Planning for a rainy day
After a long hot weekend which saw May bank holiday temperature records broken in the UK, it seems almost indecent to talk about planning for a rainy day. And we do have to admit that this article isn’t simply about rainy day planning. Rather we are taking a look at the benefits of taking steps to cover all eventualities.
So in choosing our title we were more reflecting on the topsy-turvy nature of the UK weather which this year has already brought us the coldest start to March since records began, following on from the second sunniest February since 1929. With that start, who knows what the rest of the year will bring and whether umbrellas or sunshades will be more appropriate.
But if our ability to prepare for the uncertainties of the weather are somewhat limited, there are other areas in life where we can be far better prepared. And the key to successful preparation is a mix of anticipation and flexible planning. To illustrate this we’re going to take a look at business telephony systems.
When you start out in business your telephony needs may be quite simple; perhaps a single business line allied to an answerphone or virtual assistant messaging service for those times when you are with customers and unable to respond immediately to calls. But as your business grows those simple telephone structures may no longer be enough to support your changing needs. Perhaps your growing business will take you away from the office more than before. You may be taking on extra employees or a developing product line may need to be supported by a helpdesk or an information line. And then there are those one-off exercises, where the volume of calls may rise exponentially in response to a special offer or marketing drive.
Many of these changes may already have been anticipated in the strategy or business planning process. However, high-level planning is not enough if you want to ensure that your processes will support the growing needs of the business. There’s a saying which runs ‘fail to plan and plan to fail’ and it is never more apparent than when your business line is ringing off the hook and social media comments are less than complimentary about your contactability.
That’s where flexible planning comes into its own. The general rule is that the more flexibility you build into your system at the outset, the more cost effective it will prove in the long run. What you certainly don’t want to do is to tie yourself into a fixed telephone system which may need to be completely replaced or overhauled as the business develops. All that will do is add to disruption and cost. And you also don’t want to start out buying a telephone system now which is designed to meet your expectations of the business several years down the line. All that will do is tie up capital in a complex telephony system, packed with features that you don’t even need.

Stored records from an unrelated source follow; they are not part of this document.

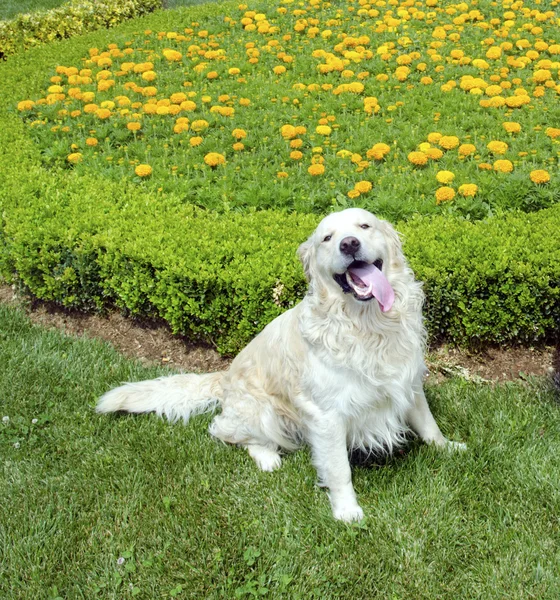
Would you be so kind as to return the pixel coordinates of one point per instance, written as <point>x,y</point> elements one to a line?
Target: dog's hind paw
<point>266,458</point>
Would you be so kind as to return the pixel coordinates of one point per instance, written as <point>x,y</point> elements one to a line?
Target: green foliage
<point>100,507</point>
<point>72,18</point>
<point>92,241</point>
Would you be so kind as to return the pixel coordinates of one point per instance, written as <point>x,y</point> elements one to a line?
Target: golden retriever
<point>341,370</point>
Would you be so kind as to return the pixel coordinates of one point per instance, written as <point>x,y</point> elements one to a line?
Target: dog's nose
<point>349,245</point>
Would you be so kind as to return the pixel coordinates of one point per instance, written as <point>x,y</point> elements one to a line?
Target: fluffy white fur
<point>334,371</point>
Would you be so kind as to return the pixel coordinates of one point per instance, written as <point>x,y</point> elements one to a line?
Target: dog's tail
<point>175,397</point>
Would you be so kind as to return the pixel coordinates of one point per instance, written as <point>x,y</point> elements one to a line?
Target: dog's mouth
<point>366,281</point>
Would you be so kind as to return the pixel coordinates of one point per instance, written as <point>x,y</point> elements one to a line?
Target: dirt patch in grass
<point>152,342</point>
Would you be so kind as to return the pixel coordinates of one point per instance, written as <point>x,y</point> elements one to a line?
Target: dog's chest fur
<point>366,375</point>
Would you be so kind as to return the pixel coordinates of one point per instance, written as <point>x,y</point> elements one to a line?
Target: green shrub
<point>72,18</point>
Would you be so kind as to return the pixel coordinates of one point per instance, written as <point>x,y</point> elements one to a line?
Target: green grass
<point>11,8</point>
<point>194,518</point>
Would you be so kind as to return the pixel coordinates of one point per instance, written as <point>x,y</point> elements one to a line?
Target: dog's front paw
<point>455,446</point>
<point>348,512</point>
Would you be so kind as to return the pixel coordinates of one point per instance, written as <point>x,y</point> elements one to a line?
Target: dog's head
<point>353,252</point>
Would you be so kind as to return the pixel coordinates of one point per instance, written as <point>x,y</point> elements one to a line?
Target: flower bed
<point>98,204</point>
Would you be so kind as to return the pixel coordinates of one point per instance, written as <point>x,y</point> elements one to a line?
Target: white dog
<point>341,370</point>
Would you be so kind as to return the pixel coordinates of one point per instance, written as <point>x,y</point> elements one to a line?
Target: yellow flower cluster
<point>284,78</point>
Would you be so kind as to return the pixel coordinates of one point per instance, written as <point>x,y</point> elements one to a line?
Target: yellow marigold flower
<point>363,186</point>
<point>143,170</point>
<point>539,176</point>
<point>213,159</point>
<point>26,105</point>
<point>448,142</point>
<point>74,158</point>
<point>503,166</point>
<point>433,153</point>
<point>149,76</point>
<point>239,134</point>
<point>497,147</point>
<point>445,176</point>
<point>466,149</point>
<point>418,158</point>
<point>468,189</point>
<point>288,132</point>
<point>199,125</point>
<point>316,169</point>
<point>444,194</point>
<point>103,113</point>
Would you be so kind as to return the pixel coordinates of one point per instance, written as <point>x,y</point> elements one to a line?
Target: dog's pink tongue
<point>377,285</point>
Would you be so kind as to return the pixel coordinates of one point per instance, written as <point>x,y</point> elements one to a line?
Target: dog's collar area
<point>352,284</point>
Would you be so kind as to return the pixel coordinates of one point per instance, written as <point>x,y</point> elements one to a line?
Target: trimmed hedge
<point>94,243</point>
<point>72,18</point>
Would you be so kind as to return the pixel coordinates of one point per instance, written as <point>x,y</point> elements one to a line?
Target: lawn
<point>121,507</point>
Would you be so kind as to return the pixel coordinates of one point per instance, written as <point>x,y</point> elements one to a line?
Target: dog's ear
<point>306,254</point>
<point>394,243</point>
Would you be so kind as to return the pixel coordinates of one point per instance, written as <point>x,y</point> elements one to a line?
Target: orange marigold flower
<point>503,166</point>
<point>418,158</point>
<point>316,169</point>
<point>363,186</point>
<point>213,159</point>
<point>143,170</point>
<point>468,189</point>
<point>540,176</point>
<point>444,194</point>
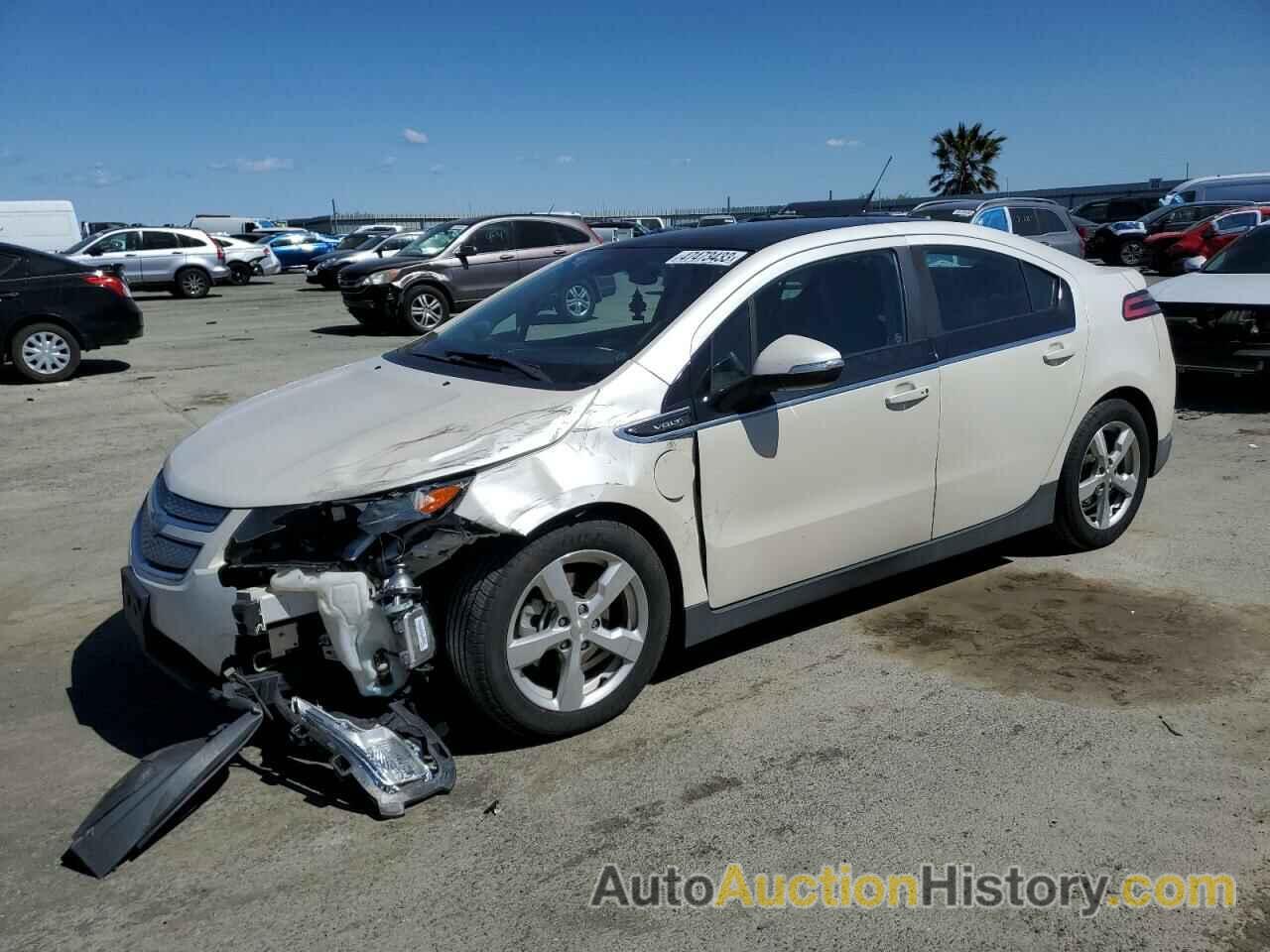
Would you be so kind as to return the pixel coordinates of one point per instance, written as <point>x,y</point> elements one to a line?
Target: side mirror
<point>794,362</point>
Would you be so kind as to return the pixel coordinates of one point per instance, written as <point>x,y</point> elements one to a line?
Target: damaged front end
<point>333,610</point>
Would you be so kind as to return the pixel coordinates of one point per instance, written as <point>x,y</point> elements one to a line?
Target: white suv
<point>751,421</point>
<point>183,261</point>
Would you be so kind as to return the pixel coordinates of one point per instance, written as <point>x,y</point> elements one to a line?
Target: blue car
<point>298,249</point>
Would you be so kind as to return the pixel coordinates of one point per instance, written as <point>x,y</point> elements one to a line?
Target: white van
<point>231,223</point>
<point>46,226</point>
<point>1251,186</point>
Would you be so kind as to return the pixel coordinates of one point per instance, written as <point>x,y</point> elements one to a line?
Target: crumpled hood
<point>1205,289</point>
<point>362,428</point>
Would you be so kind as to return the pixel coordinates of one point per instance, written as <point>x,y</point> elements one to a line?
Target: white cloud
<point>268,164</point>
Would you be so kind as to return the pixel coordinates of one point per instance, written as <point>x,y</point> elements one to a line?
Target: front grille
<point>171,532</point>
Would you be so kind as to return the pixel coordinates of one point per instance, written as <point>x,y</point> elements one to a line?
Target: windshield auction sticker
<point>722,259</point>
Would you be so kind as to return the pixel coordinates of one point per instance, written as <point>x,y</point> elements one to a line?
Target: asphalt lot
<point>1000,710</point>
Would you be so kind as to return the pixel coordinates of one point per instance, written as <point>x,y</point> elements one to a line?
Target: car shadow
<point>1223,394</point>
<point>94,367</point>
<point>131,703</point>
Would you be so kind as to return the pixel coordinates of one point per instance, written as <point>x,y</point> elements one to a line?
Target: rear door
<point>1011,359</point>
<point>538,243</point>
<point>160,257</point>
<point>486,262</point>
<point>811,481</point>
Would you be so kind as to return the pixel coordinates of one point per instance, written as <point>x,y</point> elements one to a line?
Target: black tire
<point>191,282</point>
<point>425,307</point>
<point>44,336</point>
<point>1132,253</point>
<point>1071,524</point>
<point>486,597</point>
<point>578,301</point>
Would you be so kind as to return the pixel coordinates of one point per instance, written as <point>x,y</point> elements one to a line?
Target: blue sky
<point>155,112</point>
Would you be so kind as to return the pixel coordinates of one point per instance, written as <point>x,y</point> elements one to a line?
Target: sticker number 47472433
<point>721,259</point>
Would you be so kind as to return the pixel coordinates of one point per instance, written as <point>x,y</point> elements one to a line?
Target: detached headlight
<point>381,277</point>
<point>402,508</point>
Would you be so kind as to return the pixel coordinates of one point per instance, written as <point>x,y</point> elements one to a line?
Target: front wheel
<point>425,308</point>
<point>1132,253</point>
<point>45,353</point>
<point>563,634</point>
<point>1103,476</point>
<point>191,282</point>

No, the solution is to choose a flexible telephone package which you can add to in response to developing business needs. That way you only pay now for the features you need now; with it being easy to add features or to scale in size as required. So if you do need to take on extra staff at short notice, to bring in an international calling feature or simply to change call pathways then you can do so without having to start again. And if the system also takes care of any ‘rainy day’ business disruptions such as the need to temporarily switch offices at short notice then you know that rain or shine, your phone system will be contributing to your success.